Thank you, Amazon, for deciding - after dragging their feet for a long time now - that they are still going to be in the theatrical business. Someone decided to float the news to Lucas Shaw, which tells you that they need to rethink some of this, as he works behind a paywall. But he writes what they tell him to and the news slid out to others and the truth is, the details are still unsettled and irrelevant. The news is that they are not going to regress into streaming only, as they mostly have for their indie-level “film” efforts. (This award season, the MGM/UA/Orion division is still pushing a few titles hard and Amazon itself is pushing Thirteen Lives.) The story is, they are committing a billion. There are a lot of ways to spend a billion dollars. Paramount has had a theatrical year to crow about spending roughly $600 million in production this year. But committing a billion to production probably means committing about $1.5 billion in marketing too. (Hi, Sue Kroll!) And it is likely to produce a slate that goes high and low, which is - more than more mega-movies - what exhibition so desperately needs.
Fans looking for a better level of thrills must thank Scott Derrickson, Zach Cregger, and Ti West for looking all the way back and all the way forward in making their films this year. Horror is a genre that often gets shunted to a side, even as its commercial values are embraced. But when it is also art, in a real way, it’s all the more exciting. It’s not just that these guys have high levels of craft. They pushed audiences to feel something real even before pushing their creep buttons. Thank you all.
And of course, I thank every single one of you reading this. I can only do part of the work. Having it read is as important as my writing it. I am not 1/10th the self-promoter that other newsletter organizations are. (That’s not an insult.) But I have realized in the last 13 months or so of doing this that I truly love what I am doing. I have the space and the time to think. Every day is a new exploration into a business I love.
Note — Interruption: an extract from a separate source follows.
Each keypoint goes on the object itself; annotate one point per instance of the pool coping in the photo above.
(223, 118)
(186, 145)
I know it gets a little dense for a lot of you some days… but you should see what doesn’t end up on the page. (Oy!) I’d like more subscribers and, now that I have gone the pay route, I would love a higher percentage of paid subscribers. But the real thing is being able to sustain the work. So there will be some awards ads in the next months. But my advertisers will be as respectful of you as I also intend to be. I thank them deeply for their support because it, too, is part of sustaining the work and my life.
Thank you all. Have a wonderful holiday.
Until tomorrow…
David, I’ve followed you since Movie City News and I had Movieline International. All in all I agree with you more than not. I do respect your determination to be a voice in our industry just as I relate to distribution and exhibition. May you continue along your career path with much success. Keep in touch.
I’ve enjoyed your annual Thanksgiving piece for what seems like decades. And thanks for putting a smile on my face with the hat tip to Andy Jones. After all these years, he’s still greatly missed. Best to you and yours.